Common Errors and Fixes#
OSError: [E050] Can't find model 'en_core_web_sm'
You need to download the spaCy model separately. The pip install doesn’t do it:
1
| python -m spacy download en_core_web_sm
|
For larger documents that need more accurate POS tagging, use en_core_web_md or en_core_web_lg and pass it to the vectorizer:
1
| vectorizer = KeyphraseCountVectorizer(spacy_pipeline="en_core_web_lg")
|
Empty keyphrases returned
This usually means the POS pattern doesn’t match anything in your text. Check that your text actually contains the expected parts of speech. Very short texts (under 10 words) or texts with mostly verbs and prepositions won’t match the default noun-phrase pattern. Try a broader pattern:
1
| vectorizer = KeyphraseCountVectorizer(pos_pattern="<N.*>+")
|
ValueError: empty vocabulary when calling transform()
This happens when you call transform() on documents that have no keyphrases matching the vocabulary learned during fit(). Make sure your training and test documents share similar vocabulary. Or use fit_transform() on the combined corpus.
Memory issues with large corpora
The spaCy pipeline loads into memory for each vectorizer instance. When creating multiple vectorizers, share a single spaCy model:
1
2
3
4
5
| import spacy
nlp = spacy.load("en_core_web_sm")
count_vec = KeyphraseCountVectorizer(spacy_pipeline=nlp)
tfidf_vec = KeyphraseTfidfVectorizer(spacy_pipeline=nlp)
|
KeyBERT returns single-word keyphrases despite using KeyphraseCountVectorizer
If your documents are very short, the vectorizer might only find single-word noun candidates. Provide more text, or adjust the pattern to be less restrictive. Also confirm you’re passing the vectorizer parameter correctly – it’s vectorizer=, not keyphrase_ngram_range= when using KeyphraseVectorizers.

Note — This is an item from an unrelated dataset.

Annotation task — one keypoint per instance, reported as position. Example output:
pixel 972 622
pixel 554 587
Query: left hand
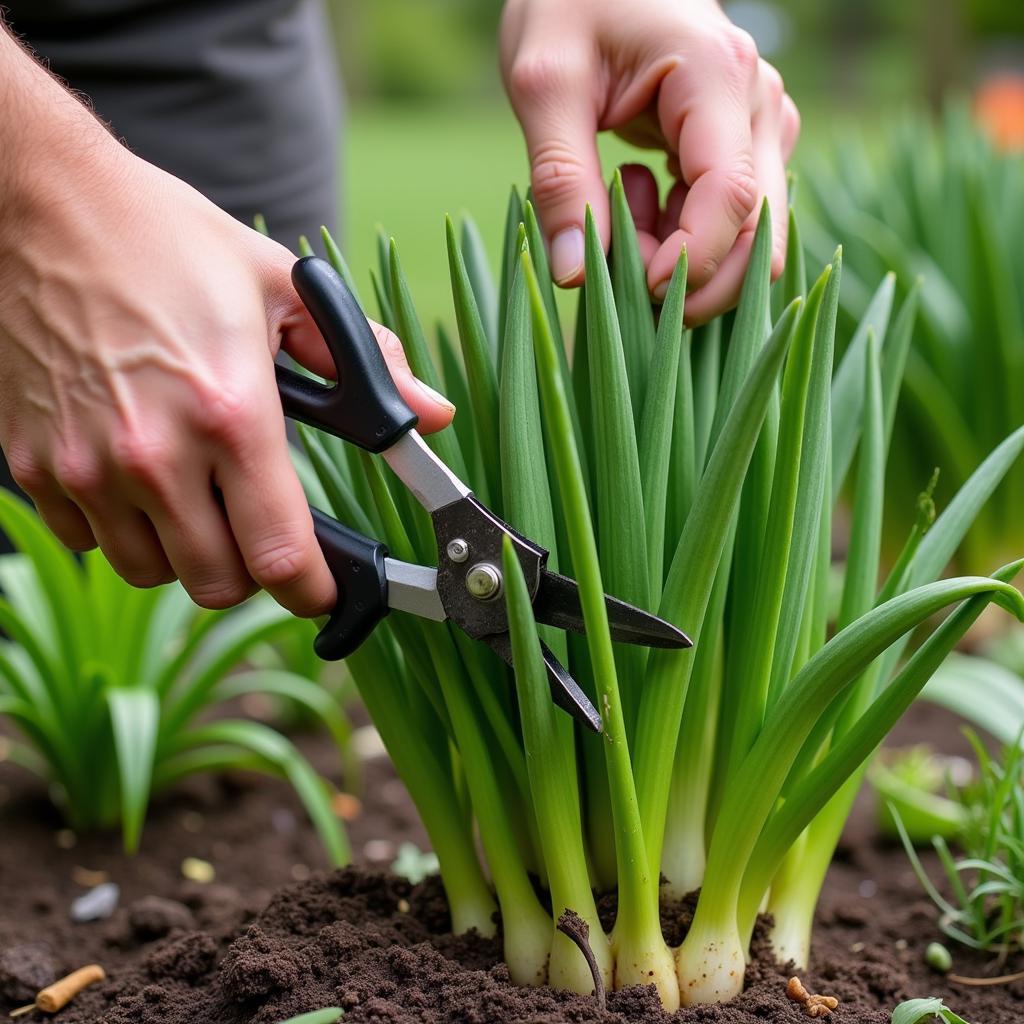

Slow processing on large batches
Set workers to use multiple CPU cores for spaCy processing:
1
| vectorizer = KeyphraseCountVectorizer(workers=4)
|
Also consider using spacy_exclude to skip pipeline components you don’t need:
1
2
3
| vectorizer = KeyphraseCountVectorizer(
spacy_exclude=["parser", "attribute_ruler", "lemmatizer", "ner", "textcat"]
)
|
This is the default, but if you’ve overridden it, make sure you’re excluding unnecessary components.